PURGATORY, TOWARDS THE DECAY OF MEANING by Ken Hollings
130x182mm, 344 pages, Black and white printed, Softcover, Perfect Bound, 2022
In Oscar Wilde’s The Picture of Dorian Gray, British artist Basil Hallward sets off for Paris, intending to take his greatest artwork with him. In the 1961 film The Rebel, another British artist, Anthony Hancock, also sets off for Paris, intending to take his greatest artwork with him. Seventy years may separate the two stories, but very little else.
For this sequel to 2020’s Inferno, Ken Hollings turns his attention to Europe at the height of decadence and decay, following the twin fates of Hallward and Hancock as they are drawn, like so many nineteenth-century artists, towards the French capital. It was here that August Strindberg struggled to turn iron and carbon into gold, while esoteric aesthete Sâr Péladan staged his sumptuous Salons de la Rose+Croix.

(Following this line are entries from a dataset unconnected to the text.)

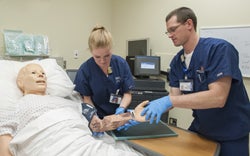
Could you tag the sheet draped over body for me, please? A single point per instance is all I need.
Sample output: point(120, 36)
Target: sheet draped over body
point(63, 131)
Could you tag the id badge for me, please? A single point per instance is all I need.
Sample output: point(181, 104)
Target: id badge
point(186, 85)
point(116, 99)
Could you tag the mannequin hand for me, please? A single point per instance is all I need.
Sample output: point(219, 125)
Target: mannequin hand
point(97, 134)
point(156, 108)
point(129, 124)
point(119, 110)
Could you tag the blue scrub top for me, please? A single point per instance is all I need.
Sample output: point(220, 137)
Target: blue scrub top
point(213, 59)
point(91, 81)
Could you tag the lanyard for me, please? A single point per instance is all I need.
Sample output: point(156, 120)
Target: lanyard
point(184, 67)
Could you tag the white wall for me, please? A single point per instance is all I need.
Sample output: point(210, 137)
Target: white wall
point(67, 23)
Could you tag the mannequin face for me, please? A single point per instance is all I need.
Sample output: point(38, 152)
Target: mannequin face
point(32, 80)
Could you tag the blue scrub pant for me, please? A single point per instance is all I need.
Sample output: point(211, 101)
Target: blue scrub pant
point(238, 147)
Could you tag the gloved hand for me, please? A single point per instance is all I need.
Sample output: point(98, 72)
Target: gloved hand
point(156, 108)
point(97, 134)
point(128, 125)
point(119, 110)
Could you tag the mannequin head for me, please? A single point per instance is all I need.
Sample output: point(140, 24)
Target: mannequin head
point(31, 79)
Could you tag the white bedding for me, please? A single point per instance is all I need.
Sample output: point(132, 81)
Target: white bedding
point(64, 132)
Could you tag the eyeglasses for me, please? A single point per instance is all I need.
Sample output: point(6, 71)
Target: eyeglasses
point(172, 29)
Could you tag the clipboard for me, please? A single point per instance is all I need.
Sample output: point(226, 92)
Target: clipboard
point(144, 130)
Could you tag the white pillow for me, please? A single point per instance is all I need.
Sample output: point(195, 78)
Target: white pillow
point(58, 82)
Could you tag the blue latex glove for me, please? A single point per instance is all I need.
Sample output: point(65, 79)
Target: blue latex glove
point(97, 134)
point(156, 108)
point(128, 125)
point(119, 110)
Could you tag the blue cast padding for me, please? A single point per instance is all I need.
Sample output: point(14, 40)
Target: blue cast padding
point(88, 111)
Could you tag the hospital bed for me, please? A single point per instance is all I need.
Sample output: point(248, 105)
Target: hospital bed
point(54, 133)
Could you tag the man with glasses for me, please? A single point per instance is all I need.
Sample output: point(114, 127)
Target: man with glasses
point(206, 78)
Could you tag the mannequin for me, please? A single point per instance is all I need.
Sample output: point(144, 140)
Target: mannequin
point(32, 81)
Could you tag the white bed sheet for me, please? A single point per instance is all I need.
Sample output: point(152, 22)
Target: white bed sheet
point(64, 132)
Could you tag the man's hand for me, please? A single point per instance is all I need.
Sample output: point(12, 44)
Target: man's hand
point(156, 108)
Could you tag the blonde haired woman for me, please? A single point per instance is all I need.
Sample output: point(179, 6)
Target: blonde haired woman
point(104, 80)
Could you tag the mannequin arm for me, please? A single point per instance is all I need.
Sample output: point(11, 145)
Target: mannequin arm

In thirty-three essays modelled on Dante Alighieri’s Purgatorio, personal reflection, historical incidents and unexpected mythological correspondences combine to unearth a restless underground of alchemists, poets, painters, and philosophers.
Their influence would shape the future events of May 1968 and presage the emergence of a uniquely European form of Trash cinema devoted exclusively to beauty, sex and despair. Hollings’ radical retelling reveals that, while Hell may be a tough act to follow, Purgatory can be just as weird and far more dangerous.